"Francisco abrió las puertas de la Iglesia"

Lo dijo el "padre Pepe", referente de barrios pobres argentinos

Por Alejandro Di Giacomo

El papa Francisco "propuso una iglesia más adherente al espíritu del Evangelio, abriendo su puertas y llevándola a la gente", afirmó a ANSA José María Di Paola, conocido en los barrios más pobres de Argentina como el "padre Pepe" o como el "cura villero".

Entrevistado con motivo del décimo aniversario del papado del argentino Jorge Mario Bergoglio, el sacerdote aseguró que Francisco también introdujo "una forma totalmente nueva de transmitir la fe".

Cuando el actual Papa era arzobispo de Buenos Aires, el padre Pepe era su mano derecha y su punto de referencia precisamente en las "villas miserias", como se llama a los barrios pobres argentinos.

Nacido en el conurbano bonaerense y siempre involucrado en los barrios más olvidados, donde la pobreza extrema y las drogas impactan en particular en los adolescentes y en los jóvenes, Di Paola fue durante 13 años el responsable de la parroquia de "Villa 21", la más grande de la capital argentina.

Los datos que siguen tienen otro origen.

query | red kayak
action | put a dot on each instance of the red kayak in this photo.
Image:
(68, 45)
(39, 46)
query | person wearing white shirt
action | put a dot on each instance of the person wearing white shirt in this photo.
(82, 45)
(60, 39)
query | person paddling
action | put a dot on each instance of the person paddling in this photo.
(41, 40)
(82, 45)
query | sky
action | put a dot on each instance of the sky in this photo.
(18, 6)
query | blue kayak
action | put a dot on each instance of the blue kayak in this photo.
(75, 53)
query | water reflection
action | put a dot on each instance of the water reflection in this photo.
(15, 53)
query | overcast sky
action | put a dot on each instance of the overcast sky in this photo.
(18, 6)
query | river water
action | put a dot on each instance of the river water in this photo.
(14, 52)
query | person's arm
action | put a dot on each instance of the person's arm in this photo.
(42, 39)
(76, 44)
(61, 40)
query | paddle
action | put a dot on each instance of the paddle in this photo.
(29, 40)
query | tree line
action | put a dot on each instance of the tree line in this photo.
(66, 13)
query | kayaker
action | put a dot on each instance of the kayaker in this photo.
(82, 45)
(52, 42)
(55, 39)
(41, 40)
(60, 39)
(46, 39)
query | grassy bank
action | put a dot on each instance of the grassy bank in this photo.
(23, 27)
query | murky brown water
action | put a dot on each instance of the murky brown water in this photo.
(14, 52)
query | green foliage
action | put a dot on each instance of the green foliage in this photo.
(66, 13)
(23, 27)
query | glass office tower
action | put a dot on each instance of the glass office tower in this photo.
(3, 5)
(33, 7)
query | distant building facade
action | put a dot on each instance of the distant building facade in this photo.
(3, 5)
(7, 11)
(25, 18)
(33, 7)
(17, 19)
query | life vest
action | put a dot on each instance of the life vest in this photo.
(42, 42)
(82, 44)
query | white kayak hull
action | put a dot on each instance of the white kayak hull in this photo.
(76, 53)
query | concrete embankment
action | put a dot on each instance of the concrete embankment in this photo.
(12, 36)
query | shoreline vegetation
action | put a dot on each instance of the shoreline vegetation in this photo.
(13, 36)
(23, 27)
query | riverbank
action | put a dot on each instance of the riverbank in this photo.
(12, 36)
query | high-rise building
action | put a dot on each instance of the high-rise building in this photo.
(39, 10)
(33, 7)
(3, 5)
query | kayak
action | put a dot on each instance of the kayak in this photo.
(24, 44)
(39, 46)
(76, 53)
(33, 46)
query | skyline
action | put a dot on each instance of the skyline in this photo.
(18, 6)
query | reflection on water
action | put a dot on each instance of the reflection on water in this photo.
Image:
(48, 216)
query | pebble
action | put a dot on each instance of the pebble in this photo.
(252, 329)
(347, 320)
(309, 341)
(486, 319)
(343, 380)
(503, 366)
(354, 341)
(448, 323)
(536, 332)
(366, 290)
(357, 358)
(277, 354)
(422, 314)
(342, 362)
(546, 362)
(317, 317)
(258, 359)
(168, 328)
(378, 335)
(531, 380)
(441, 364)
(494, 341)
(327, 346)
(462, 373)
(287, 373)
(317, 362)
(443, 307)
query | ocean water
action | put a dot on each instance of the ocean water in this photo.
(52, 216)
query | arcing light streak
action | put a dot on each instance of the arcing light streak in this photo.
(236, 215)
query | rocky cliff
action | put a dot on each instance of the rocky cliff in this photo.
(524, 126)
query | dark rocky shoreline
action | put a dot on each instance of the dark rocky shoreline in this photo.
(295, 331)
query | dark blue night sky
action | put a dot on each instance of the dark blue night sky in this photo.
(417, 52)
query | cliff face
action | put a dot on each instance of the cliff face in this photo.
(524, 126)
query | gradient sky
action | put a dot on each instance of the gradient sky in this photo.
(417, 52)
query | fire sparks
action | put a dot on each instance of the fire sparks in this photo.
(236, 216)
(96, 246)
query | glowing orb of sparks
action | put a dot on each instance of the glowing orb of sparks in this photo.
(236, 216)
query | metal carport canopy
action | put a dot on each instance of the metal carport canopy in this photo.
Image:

Partiendo de este sustrato, para Di Paola las posiciones y reformas de Bergoglio, que en muchos casos sacudieron el universo católico, representan un aspecto positivo.

"Francisco logró sentar las bases de una Iglesia más abierta a los demás", y esto "generó nuevas reformas y estrategias, e incluso introdujo modos más eficaces de dar testimonio de la fe en la vida cotidiana", dijo el sacerdote argentino.

En línea con esta misión pastoral, el padre Pepe creó en 2008 los "Hogares de Cristo", un destacado programa de recuperación para adolescentes y jóvenes con consumos problemáticos de drogas.

En vísperas de la celebración de su 15º aniversario, cuenta ya con 250 centros en todo el país.

"Cuando Jorge Bergoglio fue nombrado arzobispo de Buenos Aires (1998) -recordó el padre Pepe- enseguida entró en sintonía con los sacerdotes que trabajaban en los suburbios y vivían en los barrios desfavorecidos para dar testimonio del Evangelio y desarrollar un trabajo social".

"Él acompañó ese proceso y fue un hombre y obispo muy presente", aseguró Di Paola, quien ahora tiene 60 años y que en el pasado fue amenazado de muerte por narcotraficantes, tanto que tuvo que alejarse de Buenos Aires.

La pobreza, que afecta al 40% de la población argentina, manifestó el sacerdote, fue una preocupación permanente del Pontífice y su apoyo a los curas villeros fue ininterrumpido.

Este apoyo llevó luego a la creación del Vicariato para la pastoral de los barrios más desfavorecidos, cuya gestión se encomendó al padre Di Paola.

El sacerdote subrayó luego la importancia de la obra doctrinal de Francisco, resumida en las encíclicas Lumen Fidei (2013), Laudato Si (2015) y Fratelli Tutti (2020).

"A través de ellas -añadió el padre Pepe- nos enseña que una sociedad no tiene sentido si no miramos al prójimo, si nuestro prójimo no es considerado un hermano".